Since then, this epigenetic phenomenon has been studied in greater depth using animal experiment models. To understand at the molecular level what triggered the reduction in the number of nephrons, the OCRC researchers analyzed expression of miRNAs and target genes in fetal kidneys (metanephros) of rats at 17 days of gestation.

“We know the drop in the number of nephrons isn’t a genetic but an epigenetic effect,” Boer said. “It’s caused by something in the environment. In this case, gene expression is altered by the stress of hypoproteinemia. The DNA sequence doesn’t change. The expression of some genes in the offspring is altered, and the alteration can be heritable – it can be transmitted to future generations. We studied mirRNAs because they’re very important to genetic expression and alterations not associated with changes in DNA.”

Compared analysis between rats fed a regular protein diet (17% of daily calorie intake) and a second group fed a low-protein diet (6%) during pregnancy revealed alterations in 44 miRNAs – seven of which in genes associated with the proliferation and differentiation of cells essential to nephron development, researchers found. Genetic sequencing, immunohistochemistry and morphological analysis demonstrated that maternal protein restriction changed the expression of miRNAs and proteins involved in renal development as early as the 17th day of gestation.

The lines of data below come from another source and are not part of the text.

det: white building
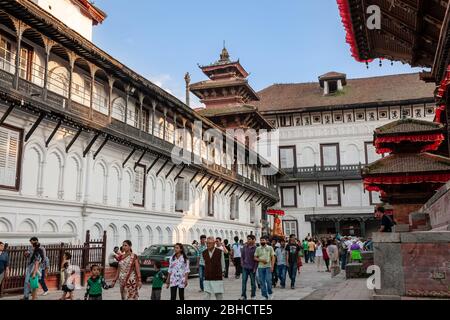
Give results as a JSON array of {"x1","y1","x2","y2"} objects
[
  {"x1": 0, "y1": 0, "x2": 278, "y2": 252},
  {"x1": 257, "y1": 72, "x2": 434, "y2": 238}
]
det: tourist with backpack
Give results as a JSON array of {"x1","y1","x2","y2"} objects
[{"x1": 84, "y1": 264, "x2": 110, "y2": 301}]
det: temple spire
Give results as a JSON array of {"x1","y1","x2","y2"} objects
[{"x1": 219, "y1": 40, "x2": 230, "y2": 62}]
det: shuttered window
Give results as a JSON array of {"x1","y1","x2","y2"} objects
[
  {"x1": 175, "y1": 178, "x2": 189, "y2": 212},
  {"x1": 250, "y1": 201, "x2": 256, "y2": 223},
  {"x1": 133, "y1": 165, "x2": 146, "y2": 207},
  {"x1": 230, "y1": 194, "x2": 239, "y2": 220},
  {"x1": 0, "y1": 126, "x2": 22, "y2": 191},
  {"x1": 208, "y1": 186, "x2": 214, "y2": 217}
]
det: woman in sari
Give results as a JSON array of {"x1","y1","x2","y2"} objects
[
  {"x1": 112, "y1": 240, "x2": 142, "y2": 300},
  {"x1": 350, "y1": 240, "x2": 362, "y2": 262}
]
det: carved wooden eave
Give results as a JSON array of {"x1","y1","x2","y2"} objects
[
  {"x1": 0, "y1": 0, "x2": 201, "y2": 120},
  {"x1": 338, "y1": 0, "x2": 449, "y2": 74}
]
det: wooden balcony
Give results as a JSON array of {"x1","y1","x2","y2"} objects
[{"x1": 0, "y1": 69, "x2": 279, "y2": 202}]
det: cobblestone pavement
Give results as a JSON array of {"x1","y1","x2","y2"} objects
[{"x1": 3, "y1": 264, "x2": 372, "y2": 300}]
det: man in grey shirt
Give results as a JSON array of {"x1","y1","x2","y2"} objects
[{"x1": 275, "y1": 239, "x2": 287, "y2": 289}]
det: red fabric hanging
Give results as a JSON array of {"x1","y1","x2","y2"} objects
[
  {"x1": 364, "y1": 173, "x2": 450, "y2": 192},
  {"x1": 375, "y1": 133, "x2": 445, "y2": 154},
  {"x1": 336, "y1": 0, "x2": 373, "y2": 62},
  {"x1": 436, "y1": 66, "x2": 450, "y2": 99},
  {"x1": 434, "y1": 105, "x2": 445, "y2": 123}
]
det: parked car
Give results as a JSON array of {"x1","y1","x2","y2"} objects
[{"x1": 139, "y1": 244, "x2": 199, "y2": 282}]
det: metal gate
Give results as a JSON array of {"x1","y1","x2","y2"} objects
[{"x1": 0, "y1": 230, "x2": 107, "y2": 296}]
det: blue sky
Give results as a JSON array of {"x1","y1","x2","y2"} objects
[{"x1": 94, "y1": 0, "x2": 420, "y2": 106}]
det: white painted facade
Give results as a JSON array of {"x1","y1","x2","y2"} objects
[
  {"x1": 0, "y1": 110, "x2": 261, "y2": 252},
  {"x1": 32, "y1": 0, "x2": 96, "y2": 41},
  {"x1": 266, "y1": 104, "x2": 434, "y2": 238},
  {"x1": 0, "y1": 0, "x2": 269, "y2": 252}
]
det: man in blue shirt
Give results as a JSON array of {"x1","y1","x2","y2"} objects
[
  {"x1": 0, "y1": 242, "x2": 9, "y2": 287},
  {"x1": 275, "y1": 239, "x2": 287, "y2": 289}
]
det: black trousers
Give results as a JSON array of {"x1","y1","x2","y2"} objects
[
  {"x1": 233, "y1": 258, "x2": 242, "y2": 277},
  {"x1": 170, "y1": 287, "x2": 184, "y2": 301},
  {"x1": 223, "y1": 259, "x2": 230, "y2": 278}
]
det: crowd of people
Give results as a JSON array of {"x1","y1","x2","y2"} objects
[{"x1": 0, "y1": 230, "x2": 373, "y2": 300}]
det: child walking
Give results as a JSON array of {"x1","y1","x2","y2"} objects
[
  {"x1": 151, "y1": 261, "x2": 166, "y2": 300},
  {"x1": 84, "y1": 264, "x2": 110, "y2": 300},
  {"x1": 59, "y1": 252, "x2": 75, "y2": 300}
]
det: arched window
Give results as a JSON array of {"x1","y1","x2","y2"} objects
[{"x1": 111, "y1": 97, "x2": 126, "y2": 122}]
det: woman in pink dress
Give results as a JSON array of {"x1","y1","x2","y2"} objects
[{"x1": 112, "y1": 240, "x2": 142, "y2": 300}]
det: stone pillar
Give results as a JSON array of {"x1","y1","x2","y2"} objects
[
  {"x1": 14, "y1": 22, "x2": 24, "y2": 90},
  {"x1": 108, "y1": 78, "x2": 114, "y2": 123},
  {"x1": 67, "y1": 56, "x2": 75, "y2": 108},
  {"x1": 152, "y1": 101, "x2": 156, "y2": 136},
  {"x1": 359, "y1": 219, "x2": 366, "y2": 238},
  {"x1": 89, "y1": 65, "x2": 97, "y2": 120},
  {"x1": 43, "y1": 45, "x2": 51, "y2": 100}
]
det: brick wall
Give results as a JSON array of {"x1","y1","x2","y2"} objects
[
  {"x1": 401, "y1": 243, "x2": 450, "y2": 298},
  {"x1": 393, "y1": 204, "x2": 423, "y2": 225},
  {"x1": 421, "y1": 182, "x2": 450, "y2": 230}
]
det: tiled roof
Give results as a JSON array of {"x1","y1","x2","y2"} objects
[
  {"x1": 363, "y1": 153, "x2": 450, "y2": 175},
  {"x1": 319, "y1": 71, "x2": 347, "y2": 80},
  {"x1": 375, "y1": 119, "x2": 443, "y2": 135},
  {"x1": 195, "y1": 105, "x2": 273, "y2": 129},
  {"x1": 256, "y1": 73, "x2": 435, "y2": 113},
  {"x1": 195, "y1": 105, "x2": 257, "y2": 117}
]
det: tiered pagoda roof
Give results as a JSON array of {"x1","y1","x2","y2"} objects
[
  {"x1": 190, "y1": 48, "x2": 259, "y2": 108},
  {"x1": 189, "y1": 47, "x2": 272, "y2": 129},
  {"x1": 362, "y1": 119, "x2": 450, "y2": 203}
]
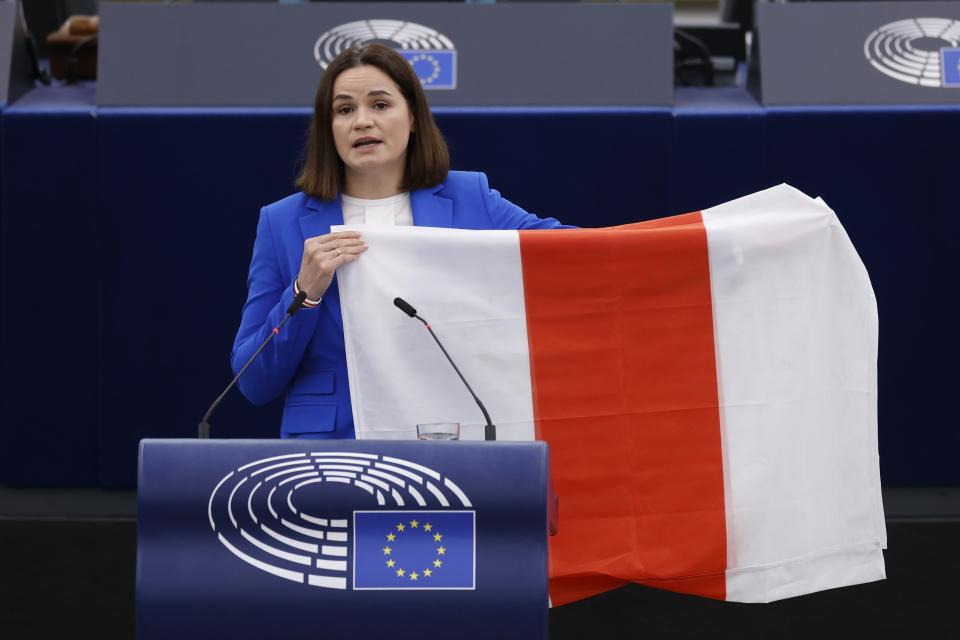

“Previous research showed a 28% reduction in nephrogenesis, and in our study, there was a 28% decrease in the cells that give rise to nephrons. The proportion was the same, which means there must be some kind of signaling during the embryonic period that the organ has to adapt to a low-protein intake,” Boer said.

Other examples of fetal adaptation to malnutrition leading to alterations in organ development can be found in nature, Boer explained. “In our study, we observed that stem cells [which will become nephrons] differentiate very rapidly and that there was more differentiation and less proliferation of the cells that form nephrons,” she said.

The article “Impact of gestational low-protein intake on embryonic kidney microRNA expression and in nephron progenitor cells of the male fetus” (doi: 10.1371/journal.pone.0246289) by Letícia de Barros Sene, Wellerson Rodrigo Scarano, Adriana Zapparoli, José Antônio Rocha Gontijo and Patrícia Aline Boer is at: journals.plos.org/plosone/article?id=10.1371/journal.pone.0246289.